Writing queries
If you’re more of a theory person, maybe go straight to the concepts then come back here.
Setup
Firstly, let’s set up our data types and add a couple of helper functions:
import stepping as st
class Product(st.Data):
name: str
price: float
class LineItem(st.Data):
basket_id: int
product_name: str
qty: int
def pick_price(p: st.Pair[Product, LineItem]) -> float:
return p.left.price * p.right.qty
def to_receipt_item(p: st.Pair[float, int]) -> str:
return f"Basket id: {p.right} total: ${p.left}"
st.Data
is a subclass ofpydantic.BaseModel
with some other methods attached.st.Pair
is just a dataclass with a.left
and a.right
. These are used heavily when joining/grouping data, for example if you were tost.join(A, B)
the return type is aPair[A, B]
.
Query
cache = st.Cache[str]()
def query(
products: st.ZSet[Product],
line_items: st.ZSet[LineItem],
) -> st.ZSet[st.Pair[Product, LineItem]]:
joined = st.join(
products,
line_items,
on_left=st.Index.pick(Product, lambda p: p.name),
on_right=st.Index.pick(LineItem, lambda l: l.product_name),
)
grouped = st.group_reduce_flatten(
joined,
by=st.Index.pick(st.Pair[Product, LineItem], lambda p: p.right.basket_id),
zero=float,
pick_value=pick_price,
)
receipt_items = st.map(grouped, f=to_receipt_item)
_ = cache[receipt_items](lambda z: st.integrate(z))
return joined
st.Cache
is somewhere we persist data.
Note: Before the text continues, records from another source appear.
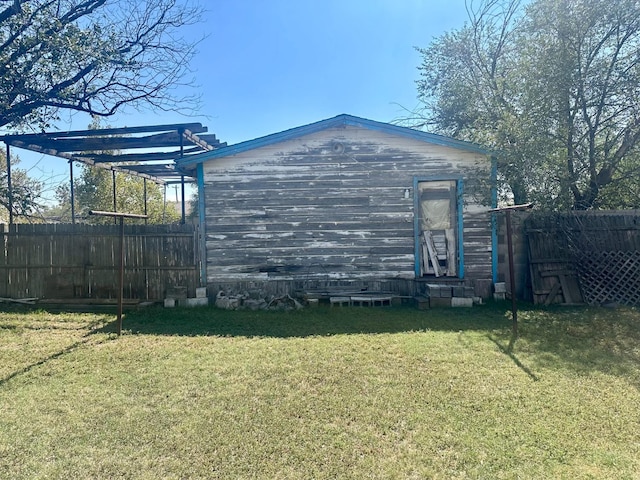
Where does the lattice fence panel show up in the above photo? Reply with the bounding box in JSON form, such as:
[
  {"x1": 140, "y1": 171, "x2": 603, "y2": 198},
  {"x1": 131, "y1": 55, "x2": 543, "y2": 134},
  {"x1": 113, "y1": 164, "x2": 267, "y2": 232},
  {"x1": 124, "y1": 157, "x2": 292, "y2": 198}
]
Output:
[{"x1": 577, "y1": 250, "x2": 640, "y2": 306}]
In this example, it’s not particularly exciting as we’re doing everything in memory with Python. But on the following page, we’ll wire it up to a database.
query(...)
is a function equivalent to a SELECT ...
query in SQL. Due to the way this gets compiled later, only a subset of Python is supported within this lexical block.
st.ZSet
is nearly equivalent to a table in SQL. In Python, we implement it (kinda) as a dict[Row, int]
, where the int
is the count of the number of values (including negative counts to represent removed rows). For more details, look at the concepts page.
st.join(...)
is equivalent to a LEFT INNER JOIN
, there is also st.outer_join(...)
.
st.Index.pick(...)
picks fields from a type. These indexes are used by the Store
later to ensure that querying past data is efficient.
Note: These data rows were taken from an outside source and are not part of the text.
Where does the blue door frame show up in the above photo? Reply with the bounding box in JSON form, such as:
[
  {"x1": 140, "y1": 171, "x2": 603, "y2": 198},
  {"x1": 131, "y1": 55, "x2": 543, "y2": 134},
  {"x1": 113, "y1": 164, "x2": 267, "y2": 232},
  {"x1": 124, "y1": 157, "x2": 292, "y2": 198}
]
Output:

st.group_reduce_flatten(...)
is equivalent to SELECT sum(...) FROM ... GROUP BY basket_id
. Unlike in SQL, the group, reduce and flatten can be decomposed, see the definition.
st.map(...)
just maps a function over each value in the ZSet
.
st.integrate(...)
sums its arguments over time. In this case, we build up a big ZSet
of all the receipt_items
over time.
Compile
graph = st.compile(query)
store = st.StorePython.from_graph(graph)
st.compile(...)
is probably the most complex bit of stepping
, it takes the code from query
and parses it into a Graph
that we execute later. The exact type of this graph is:
st.Graph[
st.A2[
st.ZSet[Product],
st.ZSet[LineItem]
],
st.A1[
st.ZSet[st.Pair[Product, LineItem]]
],
]
Aθ
is just a collection of arguments with length θ
.
This corresponds to the type of the function we compiled:
(st.ZSet[Product], st.ZSet[LineItem]) -> st.ZSet[st.Pair[Product, LineItem]]
The store
is where we put data that we need persisting between execution iterations. Right now, this is a st.StorePython
, but on the next page, we will wire up a st.StorePostgres
.
Execute
(product_action, line_item_action) = st.actions(store, graph)
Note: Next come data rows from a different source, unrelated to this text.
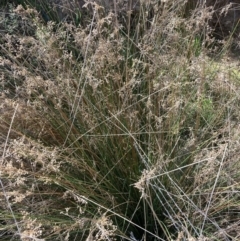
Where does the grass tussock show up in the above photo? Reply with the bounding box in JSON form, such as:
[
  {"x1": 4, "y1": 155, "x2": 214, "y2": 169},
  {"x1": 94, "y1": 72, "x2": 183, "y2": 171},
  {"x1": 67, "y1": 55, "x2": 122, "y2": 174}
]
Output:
[{"x1": 0, "y1": 1, "x2": 240, "y2": 241}]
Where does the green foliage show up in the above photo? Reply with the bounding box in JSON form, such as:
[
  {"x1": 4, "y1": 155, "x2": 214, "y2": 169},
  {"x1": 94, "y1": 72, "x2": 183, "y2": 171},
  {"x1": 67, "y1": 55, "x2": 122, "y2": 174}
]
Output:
[{"x1": 0, "y1": 1, "x2": 240, "y2": 240}]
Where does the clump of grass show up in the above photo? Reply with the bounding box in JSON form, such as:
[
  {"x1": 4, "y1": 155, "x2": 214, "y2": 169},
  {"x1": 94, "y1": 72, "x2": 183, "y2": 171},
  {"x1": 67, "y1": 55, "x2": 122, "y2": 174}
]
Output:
[{"x1": 0, "y1": 1, "x2": 239, "y2": 240}]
product_action.insert(Product(name="tv", price=3.0))
product_action.insert(Product(name="radio", price=5.0))
line_item_action.insert(
LineItem(basket_id=1, product_name="radio", qty=4),
LineItem(basket_id=1, product_name="tv", qty=1),
LineItem(basket_id=2, product_name="tv", qty=2),
)
product_action.replace(
Product(name="tv", price=3.0),
Product(name="tv", price=4.0),
)
Retrieve
Now let’s retrieve some data from the cache
:
output = cache.zset(store)
print(output)
cache.zset(...)
should return a ZSet[str]
, in this case:
╒═══════════╤═══════════════════════════╕
│ _count_ │ _value_ │
╞═══════════╪═══════════════════════════╡
│ 1 │ Basket id: 2 total: $8.0 │
├───────────┼───────────────────────────┤
│ 1 │ Basket id: 1 total: $24.0 │
╘═══════════╧═══════════════════════════╛
It’s possible to cache with indexes:
_ = cache[receipt_items](
lambda z: st.integrate_indexed(z, indexes=(index_a, ...))
)
Then we can iterate over those values with:
for key, value, count in cache.zset(store).iter_by_index(
index_a,
frozenset((optional, match, values, ...)),
):
...
You may have noticed when looking in your IDE, that product_action.insert(...)
has the type:
(*Product) -> tuple[st.ZSet[st.Pair[Product, LineItem]]]
Every time we call Action.insert(...)
/Action.remove(...)
/Action.replace(...)
, we are returned the ZSet
of changes from running a single iteration. This is useful in the case where we want to do something with the data other than store it in a stepping
cache (putting it on a queue for example).
This also demonstrates how removing/updating data is implemented with ZSet
s (notice the -1
counts):
iteration_output = product_action.replace(
Product(name="tv", price=4.0),
Product(name="tv", price=5.0),
)
print(iteration_output)
╒═══════════╤═══════════════════════════════╤═════════════════════════════════════════════════╕
│ _count_ │ left │ right │
╞═══════════╪═══════════════════════════════╪═════════════════════════════════════════════════╡
│ -1 │ Product(name='tv', price=4.0) │ LineItem(basket_id=2, product_name='tv', qty=2) │
├───────────┼───────────────────────────────┼─────────────────────────────────────────────────┤
│ 1 │ Product(name='tv', price=5.0) │ LineItem(basket_id=2, product_name='tv', qty=2) │
├───────────┼───────────────────────────────┼─────────────────────────────────────────────────┤
│ -1 │ Product(name='tv', price=4.0) │ LineItem(basket_id=1, product_name='tv', qty=1) │
├───────────┼───────────────────────────────┼─────────────────────────────────────────────────┤
│ 1 │ Product(name='tv', price=5.0) │ LineItem(basket_id=1, product_name='tv', qty=1) │
╘═══════════╧═══════════════════════════════╧═════════════════════════════════════════════════╛